Parts of LL/Network/Transport headers are provided as separate
attributes.

Otherwise, printing IP address data becomes virtually impossible
for userspace since in the case of the netdev family we really don't
want userspace to have to know all the possible link layer types
and/or sizes just to display/print an ip address.

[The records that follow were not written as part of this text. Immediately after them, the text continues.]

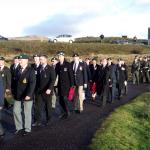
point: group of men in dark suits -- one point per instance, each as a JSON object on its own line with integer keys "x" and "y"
{"x": 110, "y": 79}
{"x": 36, "y": 87}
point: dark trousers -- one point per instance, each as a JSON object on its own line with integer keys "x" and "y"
{"x": 111, "y": 93}
{"x": 40, "y": 101}
{"x": 63, "y": 101}
{"x": 1, "y": 128}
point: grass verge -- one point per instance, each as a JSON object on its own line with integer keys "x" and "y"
{"x": 127, "y": 128}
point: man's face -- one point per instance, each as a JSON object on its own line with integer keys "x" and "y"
{"x": 87, "y": 61}
{"x": 2, "y": 63}
{"x": 43, "y": 60}
{"x": 94, "y": 62}
{"x": 109, "y": 62}
{"x": 37, "y": 60}
{"x": 23, "y": 62}
{"x": 54, "y": 62}
{"x": 76, "y": 59}
{"x": 61, "y": 57}
{"x": 16, "y": 61}
{"x": 104, "y": 62}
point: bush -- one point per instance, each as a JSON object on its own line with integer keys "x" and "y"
{"x": 126, "y": 128}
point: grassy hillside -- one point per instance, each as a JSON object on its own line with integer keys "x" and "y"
{"x": 30, "y": 47}
{"x": 128, "y": 128}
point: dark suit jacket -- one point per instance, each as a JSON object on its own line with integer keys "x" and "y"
{"x": 1, "y": 92}
{"x": 65, "y": 78}
{"x": 80, "y": 76}
{"x": 6, "y": 76}
{"x": 26, "y": 84}
{"x": 102, "y": 79}
{"x": 93, "y": 71}
{"x": 14, "y": 78}
{"x": 37, "y": 74}
{"x": 46, "y": 79}
{"x": 121, "y": 74}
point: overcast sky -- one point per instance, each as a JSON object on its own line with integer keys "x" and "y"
{"x": 76, "y": 17}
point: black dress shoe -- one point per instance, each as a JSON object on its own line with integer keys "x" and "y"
{"x": 36, "y": 124}
{"x": 2, "y": 135}
{"x": 19, "y": 132}
{"x": 25, "y": 133}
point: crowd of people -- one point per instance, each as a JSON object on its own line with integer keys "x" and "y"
{"x": 41, "y": 84}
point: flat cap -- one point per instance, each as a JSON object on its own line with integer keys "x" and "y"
{"x": 75, "y": 55}
{"x": 2, "y": 58}
{"x": 54, "y": 58}
{"x": 23, "y": 56}
{"x": 61, "y": 53}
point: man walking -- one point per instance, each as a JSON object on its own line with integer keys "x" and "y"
{"x": 24, "y": 96}
{"x": 1, "y": 106}
{"x": 6, "y": 77}
{"x": 44, "y": 87}
{"x": 65, "y": 82}
{"x": 80, "y": 82}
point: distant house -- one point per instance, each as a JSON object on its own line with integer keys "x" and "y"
{"x": 3, "y": 38}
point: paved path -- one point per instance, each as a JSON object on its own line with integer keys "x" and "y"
{"x": 75, "y": 133}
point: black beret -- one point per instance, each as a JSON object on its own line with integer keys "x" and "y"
{"x": 61, "y": 53}
{"x": 75, "y": 55}
{"x": 2, "y": 58}
{"x": 23, "y": 56}
{"x": 54, "y": 58}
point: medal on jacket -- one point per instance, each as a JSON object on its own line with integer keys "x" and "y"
{"x": 2, "y": 75}
{"x": 24, "y": 80}
{"x": 122, "y": 68}
{"x": 65, "y": 69}
{"x": 81, "y": 68}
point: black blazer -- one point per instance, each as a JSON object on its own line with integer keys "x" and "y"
{"x": 6, "y": 76}
{"x": 14, "y": 78}
{"x": 80, "y": 76}
{"x": 121, "y": 74}
{"x": 45, "y": 79}
{"x": 1, "y": 93}
{"x": 102, "y": 79}
{"x": 37, "y": 74}
{"x": 65, "y": 78}
{"x": 26, "y": 84}
{"x": 93, "y": 71}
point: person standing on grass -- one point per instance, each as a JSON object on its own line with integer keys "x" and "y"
{"x": 24, "y": 97}
{"x": 14, "y": 69}
{"x": 102, "y": 81}
{"x": 64, "y": 72}
{"x": 112, "y": 80}
{"x": 44, "y": 91}
{"x": 135, "y": 70}
{"x": 6, "y": 77}
{"x": 1, "y": 106}
{"x": 80, "y": 82}
{"x": 54, "y": 61}
{"x": 122, "y": 77}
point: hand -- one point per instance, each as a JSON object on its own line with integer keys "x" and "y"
{"x": 48, "y": 91}
{"x": 27, "y": 98}
{"x": 110, "y": 85}
{"x": 85, "y": 86}
{"x": 7, "y": 90}
{"x": 125, "y": 83}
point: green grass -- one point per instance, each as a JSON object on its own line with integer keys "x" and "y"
{"x": 30, "y": 47}
{"x": 127, "y": 128}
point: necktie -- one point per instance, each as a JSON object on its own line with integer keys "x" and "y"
{"x": 75, "y": 66}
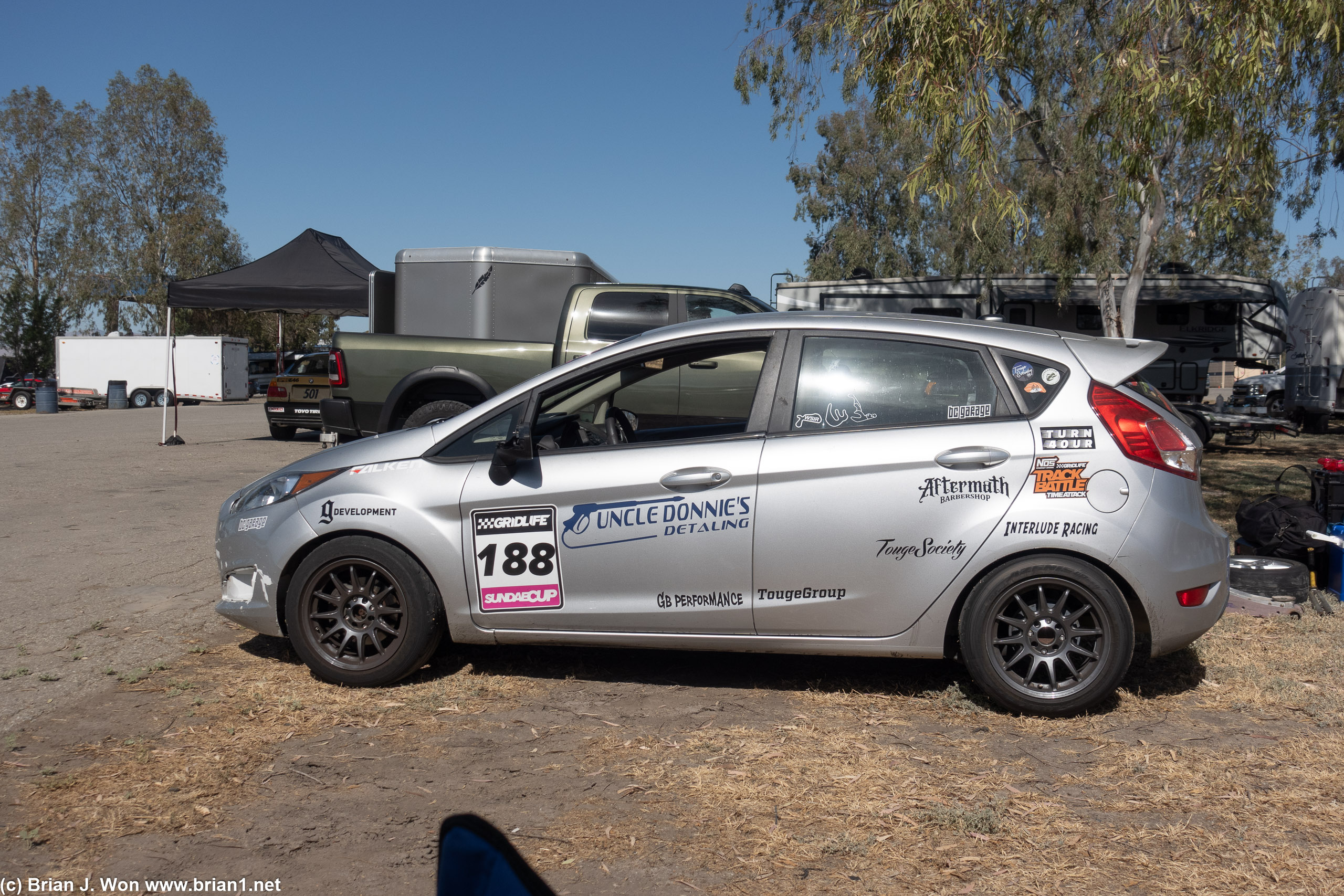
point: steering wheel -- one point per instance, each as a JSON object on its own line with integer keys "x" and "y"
{"x": 617, "y": 426}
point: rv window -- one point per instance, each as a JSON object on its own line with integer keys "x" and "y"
{"x": 1220, "y": 315}
{"x": 1172, "y": 315}
{"x": 1089, "y": 318}
{"x": 618, "y": 316}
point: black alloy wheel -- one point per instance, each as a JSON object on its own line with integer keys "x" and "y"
{"x": 365, "y": 613}
{"x": 1047, "y": 636}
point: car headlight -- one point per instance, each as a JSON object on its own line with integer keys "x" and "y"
{"x": 279, "y": 488}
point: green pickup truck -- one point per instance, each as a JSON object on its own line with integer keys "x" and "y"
{"x": 382, "y": 382}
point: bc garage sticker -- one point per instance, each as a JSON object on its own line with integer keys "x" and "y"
{"x": 1058, "y": 479}
{"x": 517, "y": 562}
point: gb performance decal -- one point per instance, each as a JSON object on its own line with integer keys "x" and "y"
{"x": 517, "y": 563}
{"x": 1058, "y": 479}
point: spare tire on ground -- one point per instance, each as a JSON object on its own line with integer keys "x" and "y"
{"x": 1269, "y": 577}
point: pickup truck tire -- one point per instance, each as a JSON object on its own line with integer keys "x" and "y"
{"x": 433, "y": 413}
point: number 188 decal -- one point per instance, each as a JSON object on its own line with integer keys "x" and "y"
{"x": 517, "y": 563}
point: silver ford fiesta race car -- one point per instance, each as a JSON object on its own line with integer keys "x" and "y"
{"x": 808, "y": 483}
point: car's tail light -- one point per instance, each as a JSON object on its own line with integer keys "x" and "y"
{"x": 1143, "y": 434}
{"x": 1194, "y": 597}
{"x": 337, "y": 367}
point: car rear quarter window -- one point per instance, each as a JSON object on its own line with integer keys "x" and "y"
{"x": 616, "y": 316}
{"x": 1035, "y": 379}
{"x": 846, "y": 383}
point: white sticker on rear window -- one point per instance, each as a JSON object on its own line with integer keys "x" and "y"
{"x": 967, "y": 412}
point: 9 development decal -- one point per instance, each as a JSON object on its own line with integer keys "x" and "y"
{"x": 518, "y": 566}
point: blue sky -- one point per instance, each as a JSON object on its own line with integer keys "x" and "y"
{"x": 606, "y": 128}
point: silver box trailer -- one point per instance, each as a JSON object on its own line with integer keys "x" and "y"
{"x": 472, "y": 292}
{"x": 1202, "y": 318}
{"x": 1315, "y": 358}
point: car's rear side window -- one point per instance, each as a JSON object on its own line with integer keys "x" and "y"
{"x": 616, "y": 316}
{"x": 846, "y": 383}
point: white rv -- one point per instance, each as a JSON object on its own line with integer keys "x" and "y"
{"x": 205, "y": 368}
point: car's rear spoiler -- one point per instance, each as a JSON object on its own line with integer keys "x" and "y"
{"x": 1113, "y": 361}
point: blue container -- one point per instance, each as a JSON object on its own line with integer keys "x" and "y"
{"x": 1332, "y": 579}
{"x": 46, "y": 399}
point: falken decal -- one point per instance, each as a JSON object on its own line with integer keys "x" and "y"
{"x": 1058, "y": 479}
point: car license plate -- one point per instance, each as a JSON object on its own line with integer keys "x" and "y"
{"x": 518, "y": 566}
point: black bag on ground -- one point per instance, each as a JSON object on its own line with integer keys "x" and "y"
{"x": 1276, "y": 524}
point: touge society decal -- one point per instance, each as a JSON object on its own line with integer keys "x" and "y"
{"x": 517, "y": 562}
{"x": 1058, "y": 479}
{"x": 617, "y": 522}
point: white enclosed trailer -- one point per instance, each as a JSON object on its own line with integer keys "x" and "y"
{"x": 205, "y": 368}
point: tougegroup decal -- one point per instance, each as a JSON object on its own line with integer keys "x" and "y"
{"x": 1064, "y": 530}
{"x": 945, "y": 489}
{"x": 698, "y": 601}
{"x": 330, "y": 512}
{"x": 617, "y": 522}
{"x": 1058, "y": 479}
{"x": 887, "y": 549}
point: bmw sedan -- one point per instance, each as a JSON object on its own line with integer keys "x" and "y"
{"x": 817, "y": 483}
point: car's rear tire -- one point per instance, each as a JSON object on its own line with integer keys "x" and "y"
{"x": 1047, "y": 636}
{"x": 433, "y": 413}
{"x": 363, "y": 613}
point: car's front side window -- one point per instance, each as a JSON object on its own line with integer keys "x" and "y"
{"x": 847, "y": 383}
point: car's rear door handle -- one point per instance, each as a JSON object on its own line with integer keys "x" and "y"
{"x": 978, "y": 457}
{"x": 695, "y": 479}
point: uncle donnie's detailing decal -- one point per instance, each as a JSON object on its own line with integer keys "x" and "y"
{"x": 1067, "y": 437}
{"x": 592, "y": 525}
{"x": 518, "y": 566}
{"x": 945, "y": 489}
{"x": 1058, "y": 479}
{"x": 1050, "y": 527}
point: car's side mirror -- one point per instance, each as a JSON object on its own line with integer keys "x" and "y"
{"x": 517, "y": 448}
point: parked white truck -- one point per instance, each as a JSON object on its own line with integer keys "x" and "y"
{"x": 205, "y": 368}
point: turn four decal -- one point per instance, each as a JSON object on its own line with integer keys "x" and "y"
{"x": 596, "y": 524}
{"x": 697, "y": 601}
{"x": 945, "y": 489}
{"x": 518, "y": 566}
{"x": 1065, "y": 530}
{"x": 1058, "y": 479}
{"x": 1067, "y": 437}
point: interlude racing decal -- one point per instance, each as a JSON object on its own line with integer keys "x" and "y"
{"x": 618, "y": 522}
{"x": 518, "y": 566}
{"x": 1067, "y": 437}
{"x": 886, "y": 549}
{"x": 945, "y": 489}
{"x": 1058, "y": 479}
{"x": 1050, "y": 527}
{"x": 697, "y": 601}
{"x": 330, "y": 512}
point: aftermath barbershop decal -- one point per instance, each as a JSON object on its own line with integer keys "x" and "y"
{"x": 1064, "y": 530}
{"x": 697, "y": 601}
{"x": 1067, "y": 437}
{"x": 945, "y": 489}
{"x": 330, "y": 512}
{"x": 927, "y": 549}
{"x": 517, "y": 563}
{"x": 596, "y": 524}
{"x": 836, "y": 417}
{"x": 1058, "y": 479}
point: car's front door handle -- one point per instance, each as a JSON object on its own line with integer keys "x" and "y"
{"x": 695, "y": 479}
{"x": 978, "y": 457}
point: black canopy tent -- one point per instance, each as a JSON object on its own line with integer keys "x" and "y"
{"x": 315, "y": 273}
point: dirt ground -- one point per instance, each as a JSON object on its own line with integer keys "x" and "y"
{"x": 186, "y": 749}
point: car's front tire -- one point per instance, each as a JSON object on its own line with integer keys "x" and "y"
{"x": 363, "y": 613}
{"x": 1047, "y": 636}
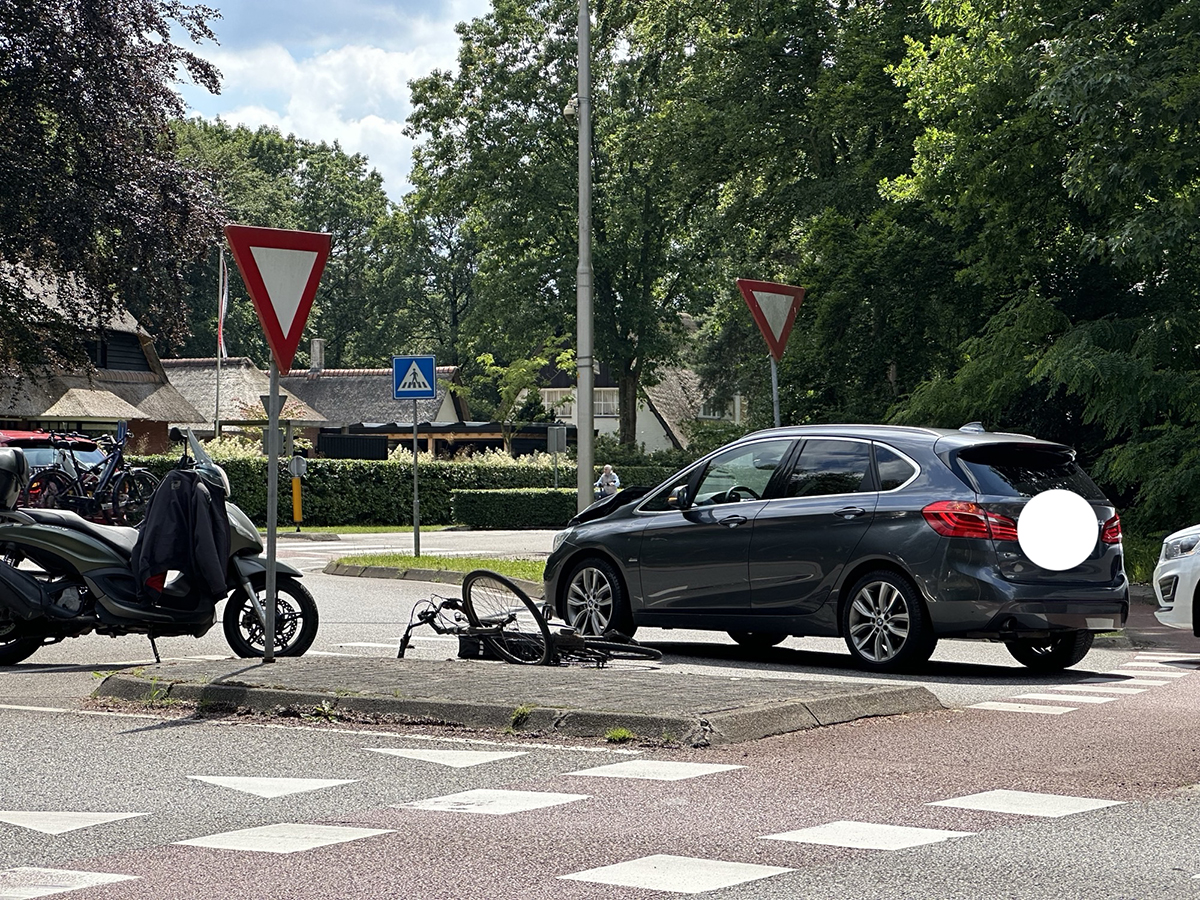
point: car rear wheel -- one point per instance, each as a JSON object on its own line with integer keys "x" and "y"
{"x": 885, "y": 623}
{"x": 759, "y": 640}
{"x": 595, "y": 600}
{"x": 1053, "y": 653}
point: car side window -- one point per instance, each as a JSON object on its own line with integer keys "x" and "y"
{"x": 742, "y": 473}
{"x": 893, "y": 468}
{"x": 828, "y": 467}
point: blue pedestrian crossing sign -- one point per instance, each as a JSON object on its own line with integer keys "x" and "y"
{"x": 414, "y": 378}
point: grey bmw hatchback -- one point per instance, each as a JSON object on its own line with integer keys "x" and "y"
{"x": 888, "y": 537}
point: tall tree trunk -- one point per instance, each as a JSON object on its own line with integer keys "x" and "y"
{"x": 627, "y": 409}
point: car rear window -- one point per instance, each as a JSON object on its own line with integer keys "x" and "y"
{"x": 1024, "y": 472}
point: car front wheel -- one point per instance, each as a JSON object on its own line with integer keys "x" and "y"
{"x": 1053, "y": 653}
{"x": 595, "y": 600}
{"x": 885, "y": 623}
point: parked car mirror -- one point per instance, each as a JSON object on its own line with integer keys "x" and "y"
{"x": 678, "y": 497}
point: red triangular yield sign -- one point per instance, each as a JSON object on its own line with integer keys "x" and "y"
{"x": 281, "y": 270}
{"x": 773, "y": 307}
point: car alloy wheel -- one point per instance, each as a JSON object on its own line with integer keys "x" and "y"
{"x": 595, "y": 600}
{"x": 885, "y": 624}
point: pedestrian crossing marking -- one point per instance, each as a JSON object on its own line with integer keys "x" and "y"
{"x": 1066, "y": 697}
{"x": 867, "y": 835}
{"x": 28, "y": 882}
{"x": 454, "y": 759}
{"x": 655, "y": 769}
{"x": 271, "y": 787}
{"x": 1023, "y": 708}
{"x": 495, "y": 803}
{"x": 283, "y": 838}
{"x": 1098, "y": 685}
{"x": 1025, "y": 803}
{"x": 55, "y": 822}
{"x": 682, "y": 875}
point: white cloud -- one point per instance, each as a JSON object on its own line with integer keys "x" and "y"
{"x": 355, "y": 93}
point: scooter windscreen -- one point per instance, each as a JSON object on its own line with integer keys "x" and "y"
{"x": 204, "y": 465}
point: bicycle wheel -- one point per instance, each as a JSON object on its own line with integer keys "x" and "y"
{"x": 47, "y": 489}
{"x": 622, "y": 651}
{"x": 491, "y": 600}
{"x": 131, "y": 496}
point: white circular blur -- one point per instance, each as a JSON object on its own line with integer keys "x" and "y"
{"x": 1057, "y": 529}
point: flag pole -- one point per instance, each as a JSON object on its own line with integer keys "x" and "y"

We also don't want userspace to have to follow ipv6 header chains
to get the s/dport info, the kernel already did this work for us.

To avoid bloating nft_do_chain all data required for tracing is
encapsulated in nft_traceinfo.

The structure is initialized unconditionally(!) for each nft_do_chain
invocation.

This unconditionall call will be moved under a static key in a
followup patch.

With lots of help from Patrick McHardy and Pablo Neira.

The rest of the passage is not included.